[Foundation-l] [Commons-l] Wikimedia Foundation's help to the projects

David Monniaux David.Monniaux at free.fr
Thu Dec 14 16:10:56 UTC 2006


Yann Forget wrote:

>For my practical use, is a photograph taken in India in 1908 by a Indian
>photographer is public domain in USA (first published in India)? and if
>it is taken in 1920? in 1945? and if the photographer is American (first
>published in USA)? and if the photographer is from a third country,
>England, for example? (Indian copyright law is "public domain 60 years
>after publication" for photographs and sound recordings).
>
Two major problems here:
* In many cases, copyright questions may be resolved only on a
case-by-case basis. For instance, in many countries, copyright only
protects "works of the mind" with no exhaustive and clear definition of
what a work of the mind is, and it is possible that certain technical
photographs are not works of the mind that can be protected by
copyright. However, deciding whether this is the case for a particular
photograph will entail examining details related to the photographic
process, and thus no clear-cut global answer can be provided.

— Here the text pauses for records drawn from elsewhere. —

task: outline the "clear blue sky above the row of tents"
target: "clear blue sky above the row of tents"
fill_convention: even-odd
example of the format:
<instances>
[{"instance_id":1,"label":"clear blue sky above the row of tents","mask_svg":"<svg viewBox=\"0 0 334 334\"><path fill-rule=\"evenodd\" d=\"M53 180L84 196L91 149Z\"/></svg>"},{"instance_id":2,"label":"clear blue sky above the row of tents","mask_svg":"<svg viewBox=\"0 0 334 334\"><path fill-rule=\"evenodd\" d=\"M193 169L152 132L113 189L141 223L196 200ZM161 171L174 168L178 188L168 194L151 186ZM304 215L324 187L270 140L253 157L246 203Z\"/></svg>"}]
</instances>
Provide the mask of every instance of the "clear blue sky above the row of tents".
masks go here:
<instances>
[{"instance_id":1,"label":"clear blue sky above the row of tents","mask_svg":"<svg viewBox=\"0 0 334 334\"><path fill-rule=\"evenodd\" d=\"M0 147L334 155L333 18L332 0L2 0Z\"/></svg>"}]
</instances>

* In many cases, what we intend to do simply has not been tested in
court. People often mistakenly believe that there are things that are
"legal" vs things that are "prohibited" and thus that lawyers can tell
us which is which. In reality, there are things clearly legal, those
clearly illegal, and things in between for which a lawyer may only give
some kind of educated guess of whether that would fly in court (which in
turn depends on how well we argue our case in court).

Both of this clash with the expectations of many of our users and
admins, that is, to get black and white "yes / no" answers to legal queries.